James took the note from Uncle and carried it over to the table where the note from the effigy rested. "Look. The handwriting is completely different, and so is the paper."

Uncle, thumbing through his
Insectile Creatures,
halted on a page and pointed with his index finger at an illustration that did indeed look like the butterfly on the envelope. "See here. That butterfly on the note has no connection whatsoever with Colombia or Panama.
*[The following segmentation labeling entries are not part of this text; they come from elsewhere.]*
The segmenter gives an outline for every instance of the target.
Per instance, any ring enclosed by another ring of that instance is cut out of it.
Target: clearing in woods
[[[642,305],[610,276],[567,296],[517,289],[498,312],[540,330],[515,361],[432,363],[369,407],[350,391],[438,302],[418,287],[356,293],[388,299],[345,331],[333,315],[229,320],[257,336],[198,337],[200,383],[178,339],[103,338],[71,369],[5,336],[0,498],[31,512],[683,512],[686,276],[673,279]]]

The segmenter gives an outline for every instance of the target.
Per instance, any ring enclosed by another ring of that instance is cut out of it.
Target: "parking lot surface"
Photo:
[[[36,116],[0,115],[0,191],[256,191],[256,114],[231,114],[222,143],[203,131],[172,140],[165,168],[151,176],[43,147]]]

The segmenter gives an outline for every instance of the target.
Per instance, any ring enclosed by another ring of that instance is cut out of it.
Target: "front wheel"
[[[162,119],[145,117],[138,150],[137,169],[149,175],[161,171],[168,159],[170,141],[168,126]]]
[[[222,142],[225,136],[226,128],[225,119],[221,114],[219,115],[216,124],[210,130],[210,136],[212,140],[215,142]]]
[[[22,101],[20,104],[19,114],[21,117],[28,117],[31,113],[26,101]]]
It is a common Wood White, or
Leptidea sinapis,
most often found in English and Welsh woodlands."

"Upon my word, these kidnappers are becoming bilingual as far as butterflies go," said Sir Alastair.

"Not bilingual, by George," said James. "This note was not written by the kidnappers."

I considered James's statement. "Moriarty. How did you come by this note, and however did you find us?" I asked before starting in on a chicken sandwich.

Moriarty, still recovering from the effects of the Vile Vial, looked up from where he had been sitting on the sofa with his head in his hands. "It was tacked to the front
door. Someone pulled on the bell, and when I answered I found it."

The attention of everyone in the room riveted on my butler.

"And at what time did you find the note?" I asked.

"It was at eleven-thirty, Miss Arbuthnot, when the bell rang. I had just wound the clock in the front hall as is my custom every evening at eleven-thirty." Moriarty tugged his clothing into place as he rose from the sofa, evidently feeling more like his butlering self by the minute.